If you do not rest upon the good foundations of nature, you will labour with little honour and less profit. Those who take for their standard any one but nature — the mistress of all masters — weary themselves in vain.” — Leonardo da Vinci (1452–1519)

Life has sustained its presence on Earth for about 3,800 million years. Life has done more than sustain itself; life has flourished, diversified and created the conditions for more complex life to evolve. During the vast time span of evolution, life has gone from strength to strength, overcome some catastrophic setbacks and continued to innovate, adapt to change and shape the conditions of the environment and the biosphere in ways that have allowed for more life to thrive. Life, as a process, is the grand mistress of transformative innovation.

Q What are life’s operating principles that ensure long-term survival?

We would do well to ask this question and to pay attention to what we can learn from nature, as she expresses herself in a breathtaking diversity of species in interdependent communities of collaboration and symbiosis.

The Fibonacci series underlies many spiral patterns of spatial arrangements in nature (image)

Here is where language lets me down again. When I say “learn from nature”, I do not mean to create a distinction that sets us — humanity — apart from nature. We are nature, and as such we can design as nature. As a matter of fact, we can’t do anything else. The main difference is that just as many of nature’s ‘design experiments’ in the course of evolution have ended up in the dead-end street of extinction, so are we as a species along with our current version of industrial culture heading towards an early demise unless we pay more attention to the lessons we can learn from life’s evolution.

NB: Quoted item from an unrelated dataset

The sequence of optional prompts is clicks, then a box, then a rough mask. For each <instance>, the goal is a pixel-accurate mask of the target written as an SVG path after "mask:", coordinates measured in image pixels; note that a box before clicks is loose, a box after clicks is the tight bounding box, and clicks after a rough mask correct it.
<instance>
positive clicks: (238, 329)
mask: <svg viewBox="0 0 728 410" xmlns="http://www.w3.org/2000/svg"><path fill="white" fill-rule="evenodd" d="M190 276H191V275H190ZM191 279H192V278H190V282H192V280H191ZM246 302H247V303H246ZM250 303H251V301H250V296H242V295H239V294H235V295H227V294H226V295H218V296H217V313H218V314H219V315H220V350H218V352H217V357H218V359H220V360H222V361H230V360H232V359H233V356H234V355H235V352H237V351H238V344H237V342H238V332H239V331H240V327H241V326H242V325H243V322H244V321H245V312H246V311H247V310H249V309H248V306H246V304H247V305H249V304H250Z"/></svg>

As Janine Benyus (2002) has put it so well, life has a 3.8-billion-year head start in research and development, so we might as well combine human ingenuity with the humility to become nature’s apprentices.

Some of the most basic lessons we can learn from ecosystems everywhere are that almost all energy that drives ecological cycles flows from the sun. Even the kinetic energy of wind, waves and marine currents ultimately derives from the sun’s energy reaching the Earth. Our industrial civilization, on the other hand, is driven by fossil fuel reserves in the form of coal, gas and oil, along with some other non-renewable sources like nuclear energy.

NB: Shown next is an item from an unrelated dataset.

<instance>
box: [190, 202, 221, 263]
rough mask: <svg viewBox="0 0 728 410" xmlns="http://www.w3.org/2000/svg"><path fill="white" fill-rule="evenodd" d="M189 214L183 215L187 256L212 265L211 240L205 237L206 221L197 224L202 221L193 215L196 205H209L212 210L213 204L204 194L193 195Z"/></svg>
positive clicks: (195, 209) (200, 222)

Fossil fuels are nothing but ancient sunlight (Hartman, 1999) stored in the Earth’s crust. These energy carriers are the compressed and transformed remains of plants and animals that populated Earth millions of years ago. The amount of fossil fuel humanity is currently using in a single year took approximately 1 million years to build up in the Earth’s crust (Fischer, 2012: 36).

The word ‘non-renewable’ gives us an important hint: this pattern is far from sustainable! We have already seen that one of the first lessons we can learn from nature is that the biosphere’s vast solar-chemical industry that drives bioproductivity and almost all energetic processes within the biosphere is based on current solar income rather than fossil reserves. Learning to better ‘design as nature’ means creating a solar powered, regenerative civilization based on current solar income and renewable energy and material resources.

Our industrial culture is not only addicted to the wrong kind of energy resources and therefore badly attuned to appropriate scale, it is also almost entirely based on the wrong kind of material resources. Life has evolved a diverse range of organic molecules and bio-chemical synthesis processes which are the building blocks and production processes of nature’s design, tested over many millions of years.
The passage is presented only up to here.